Transcriptomic profiling of synovial cells reveals upregulation of inflammatory pathways in RA synovium. a. Pathway enrichment using bulk RNA-seq identified shared and unique inflammatory response pathways for each cell type. Two-sided Kolmogorov-Smirnov test with 10⁵ permutations was performed on 18 leukocyte-rich RA, 17 leukocyte-poor RA, and 14 OA. b.

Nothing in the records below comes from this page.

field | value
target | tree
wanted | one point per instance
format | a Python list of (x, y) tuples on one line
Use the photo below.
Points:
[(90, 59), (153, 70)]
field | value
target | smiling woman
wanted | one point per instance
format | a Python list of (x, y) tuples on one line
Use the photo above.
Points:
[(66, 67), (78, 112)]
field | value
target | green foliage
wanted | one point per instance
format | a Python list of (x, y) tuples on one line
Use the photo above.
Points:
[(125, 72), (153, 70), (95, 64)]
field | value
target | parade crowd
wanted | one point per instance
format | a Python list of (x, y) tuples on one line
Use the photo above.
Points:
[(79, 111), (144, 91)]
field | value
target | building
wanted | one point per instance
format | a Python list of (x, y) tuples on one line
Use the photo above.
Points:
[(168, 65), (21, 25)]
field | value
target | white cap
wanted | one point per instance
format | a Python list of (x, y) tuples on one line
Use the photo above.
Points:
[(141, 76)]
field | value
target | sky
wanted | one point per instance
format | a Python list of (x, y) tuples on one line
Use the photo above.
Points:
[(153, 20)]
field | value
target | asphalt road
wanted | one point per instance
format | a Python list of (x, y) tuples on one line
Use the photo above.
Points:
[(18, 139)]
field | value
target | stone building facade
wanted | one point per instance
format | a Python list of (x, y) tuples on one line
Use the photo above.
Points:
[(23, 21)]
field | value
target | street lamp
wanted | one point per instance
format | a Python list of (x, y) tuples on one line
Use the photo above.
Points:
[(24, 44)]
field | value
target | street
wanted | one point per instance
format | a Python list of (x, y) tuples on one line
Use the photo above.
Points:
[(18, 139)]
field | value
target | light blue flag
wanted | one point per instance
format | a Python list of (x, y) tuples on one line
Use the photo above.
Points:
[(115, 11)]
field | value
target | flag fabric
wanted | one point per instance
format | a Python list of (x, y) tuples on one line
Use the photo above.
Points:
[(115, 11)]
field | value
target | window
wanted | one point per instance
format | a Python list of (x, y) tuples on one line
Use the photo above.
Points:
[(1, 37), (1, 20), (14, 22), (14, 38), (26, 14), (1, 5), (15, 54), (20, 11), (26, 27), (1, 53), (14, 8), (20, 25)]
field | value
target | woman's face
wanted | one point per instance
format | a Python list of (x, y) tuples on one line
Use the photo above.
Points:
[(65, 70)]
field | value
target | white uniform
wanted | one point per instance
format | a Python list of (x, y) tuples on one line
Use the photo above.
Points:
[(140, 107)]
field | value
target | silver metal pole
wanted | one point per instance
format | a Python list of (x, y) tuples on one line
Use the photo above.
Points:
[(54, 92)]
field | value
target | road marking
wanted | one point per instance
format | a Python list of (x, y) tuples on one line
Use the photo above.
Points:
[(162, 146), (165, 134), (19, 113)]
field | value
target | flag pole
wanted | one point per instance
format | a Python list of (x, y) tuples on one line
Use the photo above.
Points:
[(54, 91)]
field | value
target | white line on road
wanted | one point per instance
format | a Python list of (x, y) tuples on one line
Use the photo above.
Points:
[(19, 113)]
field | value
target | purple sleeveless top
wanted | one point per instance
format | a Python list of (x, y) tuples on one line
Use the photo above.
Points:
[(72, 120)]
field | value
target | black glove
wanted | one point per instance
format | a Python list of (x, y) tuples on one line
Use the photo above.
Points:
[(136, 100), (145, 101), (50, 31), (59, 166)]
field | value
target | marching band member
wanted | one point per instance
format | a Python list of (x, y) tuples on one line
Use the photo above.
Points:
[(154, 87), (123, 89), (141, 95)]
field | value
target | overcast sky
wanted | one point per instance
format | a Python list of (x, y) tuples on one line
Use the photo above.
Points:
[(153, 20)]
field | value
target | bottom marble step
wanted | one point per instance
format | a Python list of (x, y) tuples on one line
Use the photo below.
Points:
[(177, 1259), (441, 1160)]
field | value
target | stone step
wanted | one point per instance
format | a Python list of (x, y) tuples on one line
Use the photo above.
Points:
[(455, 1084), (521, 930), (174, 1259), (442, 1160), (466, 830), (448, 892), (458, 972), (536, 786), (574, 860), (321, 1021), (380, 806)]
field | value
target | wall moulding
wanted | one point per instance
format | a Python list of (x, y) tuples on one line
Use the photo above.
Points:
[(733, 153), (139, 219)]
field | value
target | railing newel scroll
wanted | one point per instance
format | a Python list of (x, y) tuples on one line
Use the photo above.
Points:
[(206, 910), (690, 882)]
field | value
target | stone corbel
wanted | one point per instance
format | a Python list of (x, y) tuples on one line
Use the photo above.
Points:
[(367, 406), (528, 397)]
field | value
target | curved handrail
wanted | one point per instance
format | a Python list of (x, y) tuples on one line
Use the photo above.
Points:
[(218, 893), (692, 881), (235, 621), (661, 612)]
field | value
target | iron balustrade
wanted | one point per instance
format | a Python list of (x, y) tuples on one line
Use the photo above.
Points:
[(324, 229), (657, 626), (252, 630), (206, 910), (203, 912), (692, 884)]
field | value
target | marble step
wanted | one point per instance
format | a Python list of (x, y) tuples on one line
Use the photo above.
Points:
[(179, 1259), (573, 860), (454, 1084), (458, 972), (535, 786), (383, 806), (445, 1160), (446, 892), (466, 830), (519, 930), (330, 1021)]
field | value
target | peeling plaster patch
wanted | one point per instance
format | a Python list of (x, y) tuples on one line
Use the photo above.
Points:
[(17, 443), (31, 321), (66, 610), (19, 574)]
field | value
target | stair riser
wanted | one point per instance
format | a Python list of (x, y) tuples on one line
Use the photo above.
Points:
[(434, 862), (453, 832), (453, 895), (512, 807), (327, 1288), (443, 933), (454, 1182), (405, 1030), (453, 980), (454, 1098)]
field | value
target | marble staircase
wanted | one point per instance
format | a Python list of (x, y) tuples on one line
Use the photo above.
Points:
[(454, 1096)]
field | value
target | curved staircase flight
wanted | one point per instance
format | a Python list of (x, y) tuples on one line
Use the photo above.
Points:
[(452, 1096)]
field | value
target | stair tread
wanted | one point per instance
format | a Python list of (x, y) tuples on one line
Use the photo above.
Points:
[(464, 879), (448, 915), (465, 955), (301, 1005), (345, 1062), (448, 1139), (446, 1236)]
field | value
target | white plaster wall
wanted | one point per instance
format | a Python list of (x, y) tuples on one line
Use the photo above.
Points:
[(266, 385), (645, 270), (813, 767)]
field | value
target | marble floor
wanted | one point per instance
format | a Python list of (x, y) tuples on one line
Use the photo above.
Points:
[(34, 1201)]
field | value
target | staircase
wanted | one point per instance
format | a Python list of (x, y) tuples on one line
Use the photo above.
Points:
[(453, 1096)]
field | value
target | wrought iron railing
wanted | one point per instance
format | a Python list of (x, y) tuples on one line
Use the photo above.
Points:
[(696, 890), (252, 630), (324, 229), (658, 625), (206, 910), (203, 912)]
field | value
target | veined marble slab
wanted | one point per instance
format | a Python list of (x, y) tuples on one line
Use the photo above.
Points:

Bulk RNA-seq profiling of genes obtained from the significantly enriched pathways from (a) shows the averaged gene expression from each group (18 leukocyte-rich RA, 17 leukocyte-poor RA, and 14 OA) normalized across all cell type samples. c. scRNA-seq profiling resolved that inflammatory cytokines/chemokines, interferon responsive, and inflammatory responsive genes were driven by a global upregulation within a synovial cell type or discrete cell states.